The Cathedral of Learning now features 27 Nationality Rooms, the newest addition being a… The Cathedral of Learning now features 27 Nationality Rooms, the newest addition being a Welsh-themed classroom that opened Sunday.

Touring onlookers got a first glance of the room, which imitates an 18th century Welsh chapel, as those involved with the creation of the room attended a by-invitation-only event in the Heinz Memorial Chapel at 3 p.m.

“It was pretty emotional for these people who had worked so hard and suddenly now could see they’d succeeded,” said Nationality Rooms Program Director Maxine Bruhns.

While an overflowing crowd of more than 500 people enjoyed Welsh tenor Kenneth Davies and listened to committee member speakers, Megan Klingensmith, a Nationality Rooms tour guide, greeted visitors inside the Cathedral’s very own piece of Wales.

“Today I’m in traditional Welsh dress that you could find in a 1700s chapel,” Klingensmith said, displaying her long dress, wool wrap and an early version of the top hat.

She answered questions as clusters of people walked about the Welsh-inspired room, patterned after the converted barn Penrhiw Chapel found near Cardiff, Wales.

The Welsh Room, located in room 342, includes columnar beams, milky walls and a door with wrought-iron hinges.

Artifacts are displayed in a case and include a Welsh hymnal, pottery, kitchen equipment and a metal plaque inscribed in Welsh.

Other furnishings include a raised pulpit with a deacon’s bench on either side, boxed pews for student seating and a communion table to be used by professors.

An oak clock, one of the most important items found in a Welsh home, is expected to arrive and be placed opposite the door in the next few weeks.

“The Welsh wanted their own church, even if it was in a barn. They wanted to worship in their own way,” said Bruhns. “[Penrhiw] Chapel said this in a very plain and unpretentious way.”

The concept committee passed on manor house and castle themes and opted for the chapel design because of its importance to community life in rural 18th century Wales.

Chapels were not just places of worship but also centers of village social life and where people learned to read and write the language.

“It’s a simple and austere copy of a 1700s Welsh chapel,” said St. David’s Society’s president Dave Williams. “And it turned out exactly how we pictured it.”

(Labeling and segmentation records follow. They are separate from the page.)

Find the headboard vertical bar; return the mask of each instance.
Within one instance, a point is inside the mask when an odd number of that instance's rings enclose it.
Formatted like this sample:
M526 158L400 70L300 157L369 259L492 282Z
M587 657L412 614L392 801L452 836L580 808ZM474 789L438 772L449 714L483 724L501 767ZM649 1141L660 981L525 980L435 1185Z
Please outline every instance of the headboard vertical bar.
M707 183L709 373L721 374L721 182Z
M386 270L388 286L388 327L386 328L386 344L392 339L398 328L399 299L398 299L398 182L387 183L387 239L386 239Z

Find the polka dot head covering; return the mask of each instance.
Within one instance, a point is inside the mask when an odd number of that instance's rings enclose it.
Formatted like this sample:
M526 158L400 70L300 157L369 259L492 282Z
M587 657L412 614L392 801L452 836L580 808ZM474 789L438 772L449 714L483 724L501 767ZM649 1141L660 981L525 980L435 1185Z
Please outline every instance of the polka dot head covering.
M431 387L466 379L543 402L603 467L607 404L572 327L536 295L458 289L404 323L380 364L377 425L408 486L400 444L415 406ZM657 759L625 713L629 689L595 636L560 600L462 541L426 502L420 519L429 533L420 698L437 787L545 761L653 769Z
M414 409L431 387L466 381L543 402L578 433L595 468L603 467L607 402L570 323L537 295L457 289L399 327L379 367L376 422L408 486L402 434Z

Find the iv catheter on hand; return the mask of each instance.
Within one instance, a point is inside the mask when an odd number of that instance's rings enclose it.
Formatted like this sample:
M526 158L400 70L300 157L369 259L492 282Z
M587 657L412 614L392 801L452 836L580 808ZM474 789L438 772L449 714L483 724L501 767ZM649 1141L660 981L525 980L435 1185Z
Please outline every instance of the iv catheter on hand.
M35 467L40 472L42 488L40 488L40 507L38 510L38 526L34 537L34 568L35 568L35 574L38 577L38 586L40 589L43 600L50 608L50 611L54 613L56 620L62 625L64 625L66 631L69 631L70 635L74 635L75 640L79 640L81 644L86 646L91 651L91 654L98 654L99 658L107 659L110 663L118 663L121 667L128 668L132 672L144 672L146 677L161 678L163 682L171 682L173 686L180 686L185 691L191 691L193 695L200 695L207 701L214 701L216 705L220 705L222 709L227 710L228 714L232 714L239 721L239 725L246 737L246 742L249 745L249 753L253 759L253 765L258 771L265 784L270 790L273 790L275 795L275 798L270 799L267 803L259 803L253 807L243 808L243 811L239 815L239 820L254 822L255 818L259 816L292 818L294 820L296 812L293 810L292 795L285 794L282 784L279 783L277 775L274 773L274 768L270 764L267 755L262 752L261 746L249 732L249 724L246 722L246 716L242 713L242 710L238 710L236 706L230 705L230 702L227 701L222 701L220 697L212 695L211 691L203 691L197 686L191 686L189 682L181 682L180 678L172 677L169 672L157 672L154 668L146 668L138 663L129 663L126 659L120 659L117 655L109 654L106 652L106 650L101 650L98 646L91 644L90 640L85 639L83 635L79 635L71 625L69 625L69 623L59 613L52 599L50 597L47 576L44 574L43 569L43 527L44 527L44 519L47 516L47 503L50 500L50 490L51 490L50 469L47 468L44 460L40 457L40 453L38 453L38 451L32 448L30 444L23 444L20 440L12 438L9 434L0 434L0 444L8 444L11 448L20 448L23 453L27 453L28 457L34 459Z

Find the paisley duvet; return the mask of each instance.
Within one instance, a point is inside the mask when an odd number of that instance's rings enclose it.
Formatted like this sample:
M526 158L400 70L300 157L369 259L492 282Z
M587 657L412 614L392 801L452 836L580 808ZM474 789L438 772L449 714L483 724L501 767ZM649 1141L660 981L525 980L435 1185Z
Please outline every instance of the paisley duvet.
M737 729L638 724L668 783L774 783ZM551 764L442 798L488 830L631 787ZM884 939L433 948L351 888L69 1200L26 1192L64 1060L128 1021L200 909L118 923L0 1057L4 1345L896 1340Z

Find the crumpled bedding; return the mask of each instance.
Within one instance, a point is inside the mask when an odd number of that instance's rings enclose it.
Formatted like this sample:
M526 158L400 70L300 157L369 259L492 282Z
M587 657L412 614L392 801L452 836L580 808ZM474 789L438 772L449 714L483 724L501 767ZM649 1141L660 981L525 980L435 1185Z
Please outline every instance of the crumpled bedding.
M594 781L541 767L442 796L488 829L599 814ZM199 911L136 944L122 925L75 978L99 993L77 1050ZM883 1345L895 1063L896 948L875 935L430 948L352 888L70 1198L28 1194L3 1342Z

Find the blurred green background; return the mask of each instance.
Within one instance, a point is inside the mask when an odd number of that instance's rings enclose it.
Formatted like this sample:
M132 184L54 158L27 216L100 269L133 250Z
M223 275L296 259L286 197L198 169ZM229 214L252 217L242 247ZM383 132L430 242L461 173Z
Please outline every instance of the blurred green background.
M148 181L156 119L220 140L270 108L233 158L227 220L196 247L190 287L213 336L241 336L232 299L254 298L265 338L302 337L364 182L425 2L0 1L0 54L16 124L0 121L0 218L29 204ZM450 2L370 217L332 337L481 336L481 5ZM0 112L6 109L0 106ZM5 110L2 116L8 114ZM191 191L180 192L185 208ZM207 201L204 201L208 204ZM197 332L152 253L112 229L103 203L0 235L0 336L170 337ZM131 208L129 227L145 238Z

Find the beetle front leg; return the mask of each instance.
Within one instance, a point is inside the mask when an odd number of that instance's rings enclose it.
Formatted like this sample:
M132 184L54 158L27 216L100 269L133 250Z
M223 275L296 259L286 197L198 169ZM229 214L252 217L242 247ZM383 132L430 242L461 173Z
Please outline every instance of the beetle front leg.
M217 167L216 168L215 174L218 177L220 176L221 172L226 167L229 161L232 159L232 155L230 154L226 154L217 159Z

Pittsburgh’s St. David’s Society members made up the Welsh Room committee, the organization devoted to memorializing its Welsh heritage. They proposed the idea of a new Nationality Room in 2001.

Between then and now, the committee was the first to raise funds, design, construct and dedicate a Nationality classroom in seven years. It was only the second room to be dedicated in this millennium.

Williams noted his organization’s drive to raise funds and plan in order to create something that was very important to the heart of St. David Society’s memorializing cause.

“The room is a permanent tribute to our heritage,” said Williams.